Can Unified’s blasting affect the Hatchery Road well water quality?
It is extremely unlikely. During the January 25, 2022 meeting with the Wilkinsonville Water District, Unified’s consultant Project Engineer, in consultation with the Project Geotechnical Engineer, as well as the Wilkinsonville Water District’s own Engineering Consultant at the meeting agreed that because the Hatchery Road well is a deep sand well, not in bedrock, the likelihood of any vibratory impacts to the existing well are low. It was agreed that some turbidity in the water could result from the vibration, however, the duration would be very short and would quickly settle out. Nevertheless, Unified agreed to install a seismic (vibration) monitor at the well location to ensure all vibration is within allowable limits.
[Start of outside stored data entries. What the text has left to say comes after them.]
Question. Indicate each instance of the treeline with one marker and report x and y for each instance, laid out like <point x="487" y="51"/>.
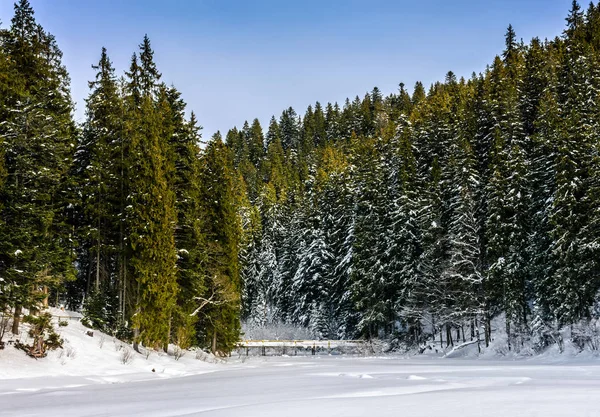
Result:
<point x="407" y="216"/>
<point x="435" y="211"/>
<point x="125" y="215"/>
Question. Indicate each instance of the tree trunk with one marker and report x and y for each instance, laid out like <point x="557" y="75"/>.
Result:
<point x="136" y="336"/>
<point x="17" y="319"/>
<point x="508" y="335"/>
<point x="45" y="301"/>
<point x="97" y="283"/>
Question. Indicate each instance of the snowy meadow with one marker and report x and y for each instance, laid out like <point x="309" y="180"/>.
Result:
<point x="323" y="386"/>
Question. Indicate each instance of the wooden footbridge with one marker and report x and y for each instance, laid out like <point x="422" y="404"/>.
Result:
<point x="293" y="347"/>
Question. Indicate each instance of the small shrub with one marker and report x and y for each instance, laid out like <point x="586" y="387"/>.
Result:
<point x="178" y="353"/>
<point x="127" y="356"/>
<point x="43" y="334"/>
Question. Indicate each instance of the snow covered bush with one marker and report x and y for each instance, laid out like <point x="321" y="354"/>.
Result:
<point x="43" y="335"/>
<point x="127" y="356"/>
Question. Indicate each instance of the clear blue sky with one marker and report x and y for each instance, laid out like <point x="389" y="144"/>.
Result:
<point x="237" y="60"/>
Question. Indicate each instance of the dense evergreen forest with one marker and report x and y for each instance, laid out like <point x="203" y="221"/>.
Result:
<point x="407" y="217"/>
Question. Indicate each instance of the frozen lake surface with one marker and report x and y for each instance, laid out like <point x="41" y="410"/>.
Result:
<point x="322" y="386"/>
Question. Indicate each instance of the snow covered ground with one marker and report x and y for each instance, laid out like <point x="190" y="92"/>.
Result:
<point x="323" y="386"/>
<point x="93" y="381"/>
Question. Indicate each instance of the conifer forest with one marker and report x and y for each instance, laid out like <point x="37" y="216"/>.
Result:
<point x="425" y="214"/>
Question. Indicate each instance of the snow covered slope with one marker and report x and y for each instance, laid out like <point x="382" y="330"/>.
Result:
<point x="326" y="386"/>
<point x="101" y="357"/>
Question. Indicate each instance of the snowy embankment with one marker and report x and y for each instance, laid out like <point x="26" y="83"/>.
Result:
<point x="328" y="386"/>
<point x="97" y="358"/>
<point x="88" y="378"/>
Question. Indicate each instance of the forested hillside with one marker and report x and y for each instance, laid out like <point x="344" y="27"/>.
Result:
<point x="407" y="216"/>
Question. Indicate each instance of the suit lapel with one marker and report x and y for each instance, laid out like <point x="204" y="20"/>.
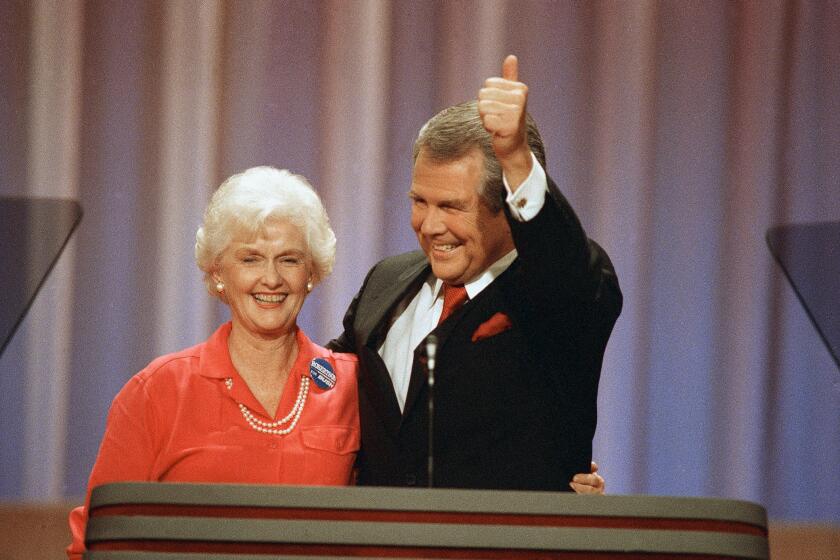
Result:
<point x="373" y="328"/>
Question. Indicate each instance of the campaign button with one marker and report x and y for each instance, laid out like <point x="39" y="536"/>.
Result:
<point x="322" y="373"/>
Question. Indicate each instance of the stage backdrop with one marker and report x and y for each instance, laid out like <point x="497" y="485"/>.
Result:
<point x="679" y="130"/>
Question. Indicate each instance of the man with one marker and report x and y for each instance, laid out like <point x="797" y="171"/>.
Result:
<point x="517" y="365"/>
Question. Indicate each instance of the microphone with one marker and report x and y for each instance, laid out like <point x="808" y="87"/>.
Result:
<point x="431" y="353"/>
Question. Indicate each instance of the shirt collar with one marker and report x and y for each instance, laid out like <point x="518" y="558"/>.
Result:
<point x="477" y="284"/>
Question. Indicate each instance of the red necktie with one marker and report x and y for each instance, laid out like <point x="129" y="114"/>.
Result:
<point x="453" y="298"/>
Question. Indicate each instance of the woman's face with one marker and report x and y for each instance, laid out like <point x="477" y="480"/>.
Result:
<point x="265" y="279"/>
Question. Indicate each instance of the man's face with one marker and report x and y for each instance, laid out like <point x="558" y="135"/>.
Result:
<point x="460" y="235"/>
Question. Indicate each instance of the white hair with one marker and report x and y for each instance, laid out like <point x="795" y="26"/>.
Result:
<point x="245" y="202"/>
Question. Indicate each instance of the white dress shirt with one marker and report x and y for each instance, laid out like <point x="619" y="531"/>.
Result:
<point x="420" y="316"/>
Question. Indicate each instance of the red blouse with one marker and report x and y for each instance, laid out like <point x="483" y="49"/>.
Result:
<point x="177" y="421"/>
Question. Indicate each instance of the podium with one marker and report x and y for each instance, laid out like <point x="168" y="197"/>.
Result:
<point x="33" y="233"/>
<point x="809" y="255"/>
<point x="163" y="521"/>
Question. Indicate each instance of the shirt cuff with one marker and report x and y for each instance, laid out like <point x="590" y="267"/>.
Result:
<point x="529" y="198"/>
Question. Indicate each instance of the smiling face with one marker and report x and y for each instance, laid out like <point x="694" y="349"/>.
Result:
<point x="265" y="279"/>
<point x="460" y="235"/>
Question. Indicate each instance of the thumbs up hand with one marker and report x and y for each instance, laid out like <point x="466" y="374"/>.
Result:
<point x="502" y="106"/>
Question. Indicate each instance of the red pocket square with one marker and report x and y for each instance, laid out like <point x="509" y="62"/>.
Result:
<point x="492" y="326"/>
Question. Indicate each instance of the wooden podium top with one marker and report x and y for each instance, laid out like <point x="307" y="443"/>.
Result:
<point x="221" y="521"/>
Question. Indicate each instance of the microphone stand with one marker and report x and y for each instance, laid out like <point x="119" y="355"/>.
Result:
<point x="431" y="352"/>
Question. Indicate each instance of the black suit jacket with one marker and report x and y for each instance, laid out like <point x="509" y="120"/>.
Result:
<point x="516" y="410"/>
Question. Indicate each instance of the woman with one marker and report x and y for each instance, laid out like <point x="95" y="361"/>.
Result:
<point x="257" y="402"/>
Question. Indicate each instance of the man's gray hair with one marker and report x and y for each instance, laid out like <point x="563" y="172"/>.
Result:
<point x="456" y="130"/>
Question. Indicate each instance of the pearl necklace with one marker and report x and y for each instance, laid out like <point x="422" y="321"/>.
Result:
<point x="274" y="427"/>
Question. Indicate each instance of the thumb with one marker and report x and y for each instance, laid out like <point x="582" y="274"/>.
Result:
<point x="510" y="68"/>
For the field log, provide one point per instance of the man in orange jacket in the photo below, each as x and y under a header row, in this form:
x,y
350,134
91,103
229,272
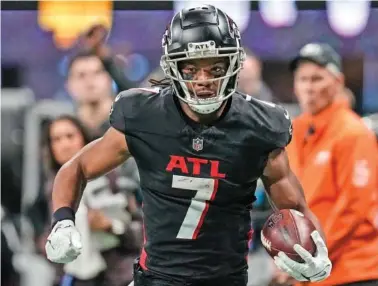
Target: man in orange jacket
x,y
334,155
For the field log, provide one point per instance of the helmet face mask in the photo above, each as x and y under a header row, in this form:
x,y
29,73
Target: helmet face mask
x,y
222,42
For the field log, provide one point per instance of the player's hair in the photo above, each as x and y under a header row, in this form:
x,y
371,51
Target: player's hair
x,y
51,163
81,54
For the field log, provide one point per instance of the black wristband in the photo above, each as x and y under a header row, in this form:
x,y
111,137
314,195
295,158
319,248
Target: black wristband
x,y
62,214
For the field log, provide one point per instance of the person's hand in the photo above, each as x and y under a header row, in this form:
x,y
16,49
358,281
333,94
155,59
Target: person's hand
x,y
64,242
315,268
95,40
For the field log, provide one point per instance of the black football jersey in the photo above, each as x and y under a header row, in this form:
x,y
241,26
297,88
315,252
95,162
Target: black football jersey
x,y
197,181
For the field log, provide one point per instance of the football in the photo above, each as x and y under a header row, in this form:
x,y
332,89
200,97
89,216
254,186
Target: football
x,y
285,228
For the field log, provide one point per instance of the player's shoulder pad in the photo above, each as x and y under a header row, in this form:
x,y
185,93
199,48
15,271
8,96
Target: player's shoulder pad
x,y
273,119
128,104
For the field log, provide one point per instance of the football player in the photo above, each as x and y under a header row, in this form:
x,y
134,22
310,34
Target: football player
x,y
200,147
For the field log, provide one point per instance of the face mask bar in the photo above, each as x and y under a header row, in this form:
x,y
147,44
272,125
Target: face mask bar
x,y
170,63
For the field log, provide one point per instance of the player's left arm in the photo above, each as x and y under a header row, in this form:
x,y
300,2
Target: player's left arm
x,y
285,192
283,187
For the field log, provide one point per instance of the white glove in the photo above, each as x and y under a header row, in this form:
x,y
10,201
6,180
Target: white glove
x,y
64,242
315,268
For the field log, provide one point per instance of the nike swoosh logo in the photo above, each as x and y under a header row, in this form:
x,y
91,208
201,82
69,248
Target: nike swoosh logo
x,y
286,114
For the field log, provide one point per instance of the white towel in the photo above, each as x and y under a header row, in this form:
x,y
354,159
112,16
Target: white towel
x,y
90,262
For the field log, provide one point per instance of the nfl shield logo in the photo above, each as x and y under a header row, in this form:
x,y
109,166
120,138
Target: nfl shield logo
x,y
197,144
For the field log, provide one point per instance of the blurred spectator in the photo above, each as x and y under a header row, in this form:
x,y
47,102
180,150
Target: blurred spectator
x,y
347,95
108,217
331,141
91,88
250,80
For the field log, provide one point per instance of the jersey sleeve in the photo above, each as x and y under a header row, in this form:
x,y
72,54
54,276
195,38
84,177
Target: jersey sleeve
x,y
275,123
284,130
126,109
117,118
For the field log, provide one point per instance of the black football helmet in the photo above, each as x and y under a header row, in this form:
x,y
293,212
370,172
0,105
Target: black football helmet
x,y
202,32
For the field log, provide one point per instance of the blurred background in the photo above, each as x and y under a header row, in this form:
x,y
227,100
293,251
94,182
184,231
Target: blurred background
x,y
63,57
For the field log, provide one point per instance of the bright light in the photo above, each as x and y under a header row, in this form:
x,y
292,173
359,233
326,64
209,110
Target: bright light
x,y
278,13
348,18
239,11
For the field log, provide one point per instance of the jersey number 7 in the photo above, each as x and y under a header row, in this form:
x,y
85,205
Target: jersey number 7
x,y
206,189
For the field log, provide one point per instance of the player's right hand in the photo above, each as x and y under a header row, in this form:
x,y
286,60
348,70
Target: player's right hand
x,y
64,242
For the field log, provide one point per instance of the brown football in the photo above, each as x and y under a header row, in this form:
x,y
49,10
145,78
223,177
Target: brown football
x,y
285,228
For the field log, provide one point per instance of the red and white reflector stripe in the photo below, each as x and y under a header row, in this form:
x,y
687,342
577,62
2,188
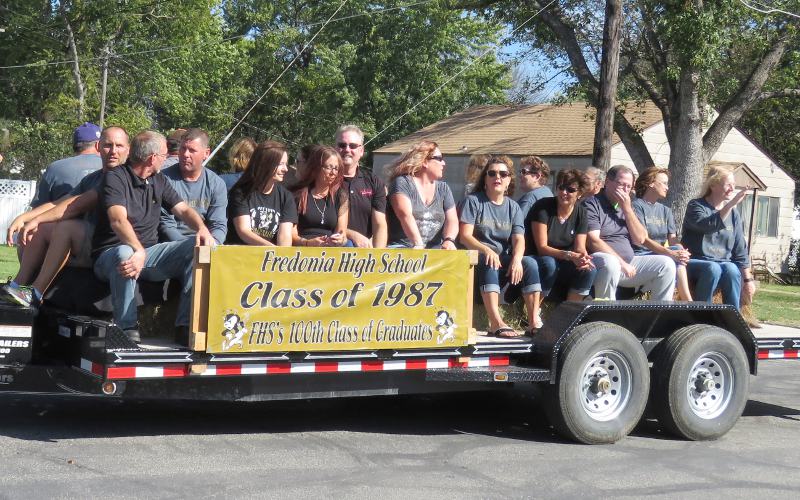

Will the blasting affect the existing groundwater or aquifer?
It is extremely unlikely. During the January 25, 2022 meeting with the Wilkinsonville Water District, Unified’s consultant Project Engineer explained that the risk of contamination resulting from blasting is extremely low, mainly because the work is all outside the Zone II Wellhead Protection area and all stormwater run-off is being directed away from the Zone II area.
Do the explosives being used contain PFAS?
No. Historical use of explosives that contain PFAS (i.e., perfluoroalkyl and polyfluoroalkyl substances) has been banned. None of the explosives used on Unified’s Property will contain any PFAS compounds. Current blasting techniques are extremely efficient and are designed to consume all explosives to maximize the blasting power. Unified shared the Material Safety Data Sheets for the explosives to be used with the Board of Commissioners for the Wilkinsonville Water District to confirm no PFAS would be used.
How is stormwater run-off being addressed during construction?
Run-off from the construction site is being managed in accordance with the Temporary Grading Plans filed with the Sutton Building Commissioner’s office and in accordance with the EPA issued Stormwater Pollution Prevention Plan (SWPPP) permit.
Can blasting damage my private well?
In the case of Unified’s Project, the likelihood of damage to a nearby well is very low. The State of Massachusetts Blasting Regulations are based on physical science and engineering as well as decades of best management practices. The physics and science surrounding the actual blast as well as decades of actual experience and data determined the 250-foot offset requirement for pre-blast surveys. The Project Geotechincal Engineers researched the available public record data on private residential wells located in the Heritage Lane and Dudley Road neighborhoods and determined that the relative horizontal and vertical offset from the proposed blasting limits posed minimal likelihood of damage due to blast vibration. With that said, the impacts of blasting can vary from time to time, and if a resident feels that damage has occurred from a blast, they should file a claim with the Sutton Fire Department as outlined in the FAQ’s.
Is it true that the prior owner, Aggregate Industries was not allowed to blast on their property?
Unified does not have firsthand knowledge of what earth removal permits the prior landowner may or may not have been approved for, however, through conversations with Town officials, Unified has been advised that at one point in time Aggregate did request through their Earth Removal Permit process to have the ability to blast for the purposes of commercial sale of rock material. It was further explained that prior to the Town ever ruling on that request, Aggregate withdrew their request for blasting.
Unlike the prior owners, Unified is not a commercial earth removal contractor who excavates and sells various types of earth. All the material created from the blasting and construction activities on site, will remain onsite, therefore an Earth Removal Permit is not required.